Conclusion ? Une journée qui, outre le plaisir qu´elle nous a procuré de réentendre des œuvres dont on ne se lassera jamais, a témoigné, une fois de plus, du niveau de la vie musicale en Hongrie, pays qui, en regard de sa taille, nous offre un nombre impressionnant de formations de qualité. Notamment à Budapest, avec à la clé une offre de concerts particulièrement riche et variée, ce dont nous ne nous plaindrons pas.

Enfin, pour en revenir à cette „folle journée”, un autre plaisir : celui du partage avec cette foule nombreuse et visiblement comblée qui, toute la journée durant, du matin au soir, arpentait halls et foyers entre deux concerts. Partage d´une même passion pour cet être cher à qui nous devons tant. Un digne hommage lui a été ici rendu. Pour terminer, qu´un grand merci soit adressé à Iván Fischer sans qui cette journée n´eût pas été (puisqu´il en fut l´initiateur et l´organisateur, au demeurant bien inspiré).

Pierre Waline

(1): né le 15 (ou 16) décembre 1770, Beethoven s´est longtemps cru de deux ans plus jeune. Son père peu scrupuleux ayant triché sur l´année de sa naissance pour mieux le présenter - et exploiter - en enfant prodige.

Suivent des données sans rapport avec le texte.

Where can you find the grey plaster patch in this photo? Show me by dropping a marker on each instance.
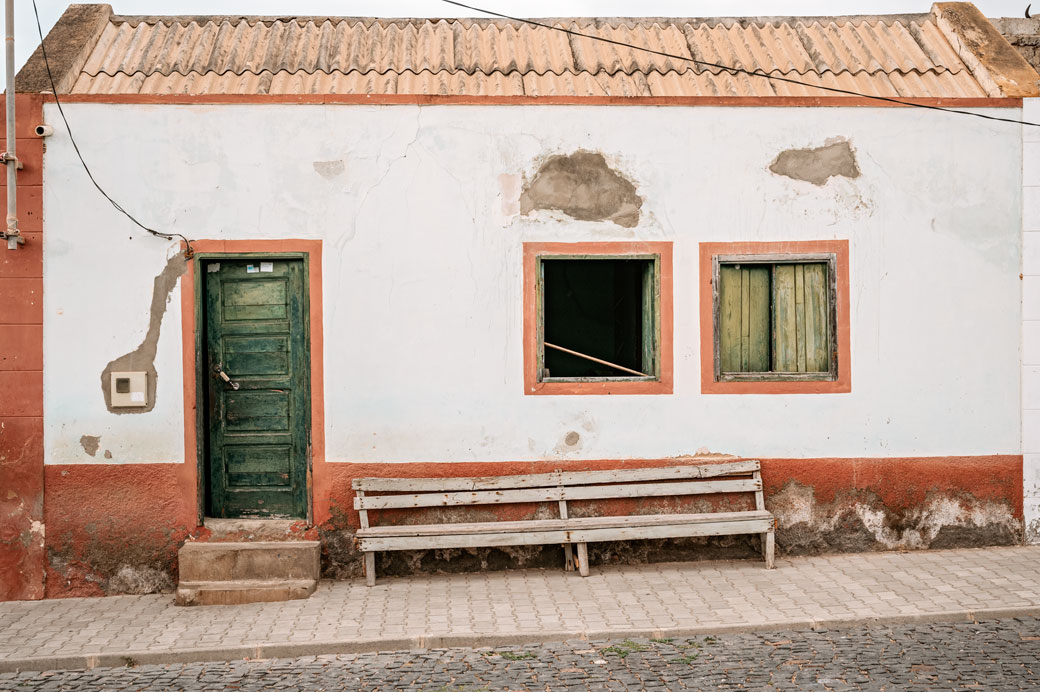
(330, 170)
(143, 358)
(91, 443)
(582, 186)
(139, 580)
(817, 164)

2): les deux autres symphonies au programme étant les 3ème et 7ème pour lesquelles toutes les places étaient parties dès les premiers jours. Une originalité : pour la Septième, par l´Orchestre du Festival, Iván Fischer en a confié la direction partagée à quatre jeunes débutants sélectionnés par concours.

(3): avec sa sœur Ágnes, également violoniste, Júlia Pusker (1991) se produit régulièrement sur la scène hongroise. Titulaire de plusieurs prix, elle a débuté avec Iván Fischer et l´Orchestre du Festival. Elle est depuis cinq ans artiste résidente à la Chapelle Musicale de la Reine Elisabeth de Belgique sous la direction d’Augustin Dumay.

(4): un critique contemporain à l´imagination fertile voyait dans son dernier mouvement „les soubresauts d´un dragon terrassé.”

(5): écrit sur la demande de Nepomuk Mӓlzel, inventeur du métronome. Invention qui fit beaucoup de bruit à l´époque, à laquelle Beethoven s´intéressa de près.